Wayne then opened the floor to questions.
Seeley said he and King have the first ten-issue “season” planned out, but there is no mandate to return to Nightwing in X number issues. “There is another arc planned after it,” King added.
Palmiotti said the more hard-edged Harley of “New Suicide Squad” and the “more fun side of her” seen in his book “can coexist,” and that she can also remain a core Bat-character while growing into her own character.
King spoke about why Dick Grayson was his favorite character, saying “he was always the character you could imagine being” and that “it’s a bit like Paul McCartney — he’s done so much, but he’s always been in the Beatles.
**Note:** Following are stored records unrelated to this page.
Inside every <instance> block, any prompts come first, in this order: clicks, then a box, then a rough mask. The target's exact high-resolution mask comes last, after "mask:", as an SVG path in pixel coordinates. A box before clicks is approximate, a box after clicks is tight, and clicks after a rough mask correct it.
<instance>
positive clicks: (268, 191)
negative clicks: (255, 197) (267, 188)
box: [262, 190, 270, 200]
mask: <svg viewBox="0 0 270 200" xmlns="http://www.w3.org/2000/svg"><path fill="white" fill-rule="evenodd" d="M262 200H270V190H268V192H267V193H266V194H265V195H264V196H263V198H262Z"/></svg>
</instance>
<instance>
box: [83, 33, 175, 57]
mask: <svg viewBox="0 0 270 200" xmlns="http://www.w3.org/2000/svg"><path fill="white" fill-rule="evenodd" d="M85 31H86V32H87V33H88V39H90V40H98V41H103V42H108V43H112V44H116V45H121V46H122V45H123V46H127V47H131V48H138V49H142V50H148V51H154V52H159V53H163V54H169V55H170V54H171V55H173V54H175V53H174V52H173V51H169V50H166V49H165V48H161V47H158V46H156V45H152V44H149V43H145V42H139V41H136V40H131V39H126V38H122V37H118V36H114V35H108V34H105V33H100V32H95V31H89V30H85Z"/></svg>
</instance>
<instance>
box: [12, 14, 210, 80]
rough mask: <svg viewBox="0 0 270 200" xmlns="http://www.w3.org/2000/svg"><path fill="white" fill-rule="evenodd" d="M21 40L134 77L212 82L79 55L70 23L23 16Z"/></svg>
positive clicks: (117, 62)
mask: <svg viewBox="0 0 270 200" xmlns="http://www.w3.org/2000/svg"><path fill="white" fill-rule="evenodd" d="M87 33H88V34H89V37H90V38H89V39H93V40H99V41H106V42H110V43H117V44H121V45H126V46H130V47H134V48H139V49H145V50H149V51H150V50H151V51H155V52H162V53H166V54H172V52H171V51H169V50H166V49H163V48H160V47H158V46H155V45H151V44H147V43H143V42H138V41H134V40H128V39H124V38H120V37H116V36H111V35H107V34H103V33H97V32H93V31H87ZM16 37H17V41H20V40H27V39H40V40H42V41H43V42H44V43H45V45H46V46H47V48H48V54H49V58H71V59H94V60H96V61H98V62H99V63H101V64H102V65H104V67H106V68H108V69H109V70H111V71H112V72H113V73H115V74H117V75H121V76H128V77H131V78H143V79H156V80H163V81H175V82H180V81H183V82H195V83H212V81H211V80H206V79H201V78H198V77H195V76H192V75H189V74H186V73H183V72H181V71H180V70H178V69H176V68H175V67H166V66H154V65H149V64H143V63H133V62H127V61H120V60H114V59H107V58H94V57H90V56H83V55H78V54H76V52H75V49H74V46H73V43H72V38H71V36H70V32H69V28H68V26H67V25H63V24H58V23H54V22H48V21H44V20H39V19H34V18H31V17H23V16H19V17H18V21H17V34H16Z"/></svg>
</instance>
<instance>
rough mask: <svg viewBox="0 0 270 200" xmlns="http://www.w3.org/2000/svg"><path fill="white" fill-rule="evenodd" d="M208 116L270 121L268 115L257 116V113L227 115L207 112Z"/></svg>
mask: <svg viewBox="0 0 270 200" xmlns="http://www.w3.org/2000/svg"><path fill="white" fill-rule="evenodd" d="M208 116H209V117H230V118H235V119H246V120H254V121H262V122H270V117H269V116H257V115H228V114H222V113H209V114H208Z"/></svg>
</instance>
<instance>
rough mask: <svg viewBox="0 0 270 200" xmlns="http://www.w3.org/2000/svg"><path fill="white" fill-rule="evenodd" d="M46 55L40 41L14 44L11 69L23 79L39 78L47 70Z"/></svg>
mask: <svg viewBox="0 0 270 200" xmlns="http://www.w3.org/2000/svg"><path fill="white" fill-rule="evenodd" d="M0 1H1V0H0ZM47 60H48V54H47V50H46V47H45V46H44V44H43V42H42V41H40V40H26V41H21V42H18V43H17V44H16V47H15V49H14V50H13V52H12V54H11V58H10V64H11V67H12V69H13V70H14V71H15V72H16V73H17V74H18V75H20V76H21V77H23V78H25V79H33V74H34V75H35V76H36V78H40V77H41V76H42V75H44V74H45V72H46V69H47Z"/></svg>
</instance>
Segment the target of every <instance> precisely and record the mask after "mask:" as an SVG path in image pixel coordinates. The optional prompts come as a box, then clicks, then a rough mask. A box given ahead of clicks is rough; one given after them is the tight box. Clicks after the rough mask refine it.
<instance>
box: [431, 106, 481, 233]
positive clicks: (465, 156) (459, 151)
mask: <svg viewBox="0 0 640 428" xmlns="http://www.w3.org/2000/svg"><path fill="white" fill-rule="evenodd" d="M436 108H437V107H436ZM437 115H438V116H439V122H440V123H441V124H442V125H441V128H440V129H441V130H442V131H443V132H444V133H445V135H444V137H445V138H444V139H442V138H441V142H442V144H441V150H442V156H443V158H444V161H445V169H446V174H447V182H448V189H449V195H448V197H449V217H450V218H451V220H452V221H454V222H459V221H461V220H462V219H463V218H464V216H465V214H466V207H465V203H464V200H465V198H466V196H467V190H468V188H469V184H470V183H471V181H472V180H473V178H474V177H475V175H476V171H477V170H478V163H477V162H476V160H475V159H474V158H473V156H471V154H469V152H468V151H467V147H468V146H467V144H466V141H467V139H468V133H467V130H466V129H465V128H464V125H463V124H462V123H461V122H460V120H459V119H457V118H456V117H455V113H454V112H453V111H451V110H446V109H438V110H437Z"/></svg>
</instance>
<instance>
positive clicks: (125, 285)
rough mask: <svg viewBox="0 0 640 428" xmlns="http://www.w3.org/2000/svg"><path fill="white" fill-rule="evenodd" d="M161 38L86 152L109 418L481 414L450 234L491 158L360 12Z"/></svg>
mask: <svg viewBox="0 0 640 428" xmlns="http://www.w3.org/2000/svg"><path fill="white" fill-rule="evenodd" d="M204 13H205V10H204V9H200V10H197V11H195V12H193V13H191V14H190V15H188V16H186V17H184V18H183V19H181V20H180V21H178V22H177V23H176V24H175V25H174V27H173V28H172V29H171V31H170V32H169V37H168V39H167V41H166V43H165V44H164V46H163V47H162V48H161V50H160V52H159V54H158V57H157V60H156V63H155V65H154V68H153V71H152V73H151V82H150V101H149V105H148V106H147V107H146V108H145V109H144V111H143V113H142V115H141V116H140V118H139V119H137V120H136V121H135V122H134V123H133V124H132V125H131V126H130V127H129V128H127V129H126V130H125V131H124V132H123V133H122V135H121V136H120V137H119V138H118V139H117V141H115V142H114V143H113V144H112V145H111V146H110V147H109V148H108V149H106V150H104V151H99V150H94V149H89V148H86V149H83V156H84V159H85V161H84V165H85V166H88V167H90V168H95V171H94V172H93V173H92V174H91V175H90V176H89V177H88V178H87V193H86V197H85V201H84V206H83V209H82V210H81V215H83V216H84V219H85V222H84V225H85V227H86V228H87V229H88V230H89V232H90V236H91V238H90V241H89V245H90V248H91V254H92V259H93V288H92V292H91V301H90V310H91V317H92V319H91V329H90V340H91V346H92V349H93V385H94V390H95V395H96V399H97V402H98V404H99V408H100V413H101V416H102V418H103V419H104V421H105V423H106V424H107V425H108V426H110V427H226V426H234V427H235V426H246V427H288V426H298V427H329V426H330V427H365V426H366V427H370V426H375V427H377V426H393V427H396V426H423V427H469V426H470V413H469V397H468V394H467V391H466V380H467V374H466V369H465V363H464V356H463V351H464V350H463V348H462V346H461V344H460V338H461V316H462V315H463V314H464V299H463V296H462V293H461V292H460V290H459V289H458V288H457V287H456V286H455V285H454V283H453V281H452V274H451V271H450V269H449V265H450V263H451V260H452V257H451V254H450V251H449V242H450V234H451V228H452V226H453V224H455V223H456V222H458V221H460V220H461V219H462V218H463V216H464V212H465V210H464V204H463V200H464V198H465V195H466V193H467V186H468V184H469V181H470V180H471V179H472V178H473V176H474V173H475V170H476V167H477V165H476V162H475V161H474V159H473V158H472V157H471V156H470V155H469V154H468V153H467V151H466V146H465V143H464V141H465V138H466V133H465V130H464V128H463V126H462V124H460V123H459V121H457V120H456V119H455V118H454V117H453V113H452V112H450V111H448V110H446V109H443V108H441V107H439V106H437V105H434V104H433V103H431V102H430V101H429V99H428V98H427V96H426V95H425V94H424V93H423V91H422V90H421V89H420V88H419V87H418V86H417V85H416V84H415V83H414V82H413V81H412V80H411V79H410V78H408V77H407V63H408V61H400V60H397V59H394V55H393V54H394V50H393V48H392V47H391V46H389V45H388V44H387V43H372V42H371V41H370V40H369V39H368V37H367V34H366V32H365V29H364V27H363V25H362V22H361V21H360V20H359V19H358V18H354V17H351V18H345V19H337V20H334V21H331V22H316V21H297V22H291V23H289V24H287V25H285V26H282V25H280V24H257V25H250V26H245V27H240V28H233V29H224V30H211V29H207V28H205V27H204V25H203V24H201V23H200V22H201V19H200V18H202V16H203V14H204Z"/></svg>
Dick Grayson will always be Robin, and that’s an interesting tension.”
The panelists were asked what makes them laugh. Seeley said, “Farts make me laugh, but farts don’t work in comics.” Palmiotti suggested he should check out the Rub and Smell issue.
A fan suggested that other sidekicks might join the spy ring. “I like that idea,” Seeley laughed. “Just ship your sidekick off to spy school! Kid Flash is really pissing me off… off to spy school!”
Palmiotti said that Harley “has other love interests coming besides Mr. J,” while Conner compared it to breaking up with an ex who still “has a hold on her.”
“She does love her beaver, that little beaver guy? That’s important,” Palmiotti said.
Wayne: “That better not be part of the Rub and Smell.”
After further joking, Palmiotti said, “By the way, the beaver was Amanda’s idea.” Conner clarified that Palmiotti had suggested a shed with, among other things, a taxidermied beaver, but it was her idea to make it talk.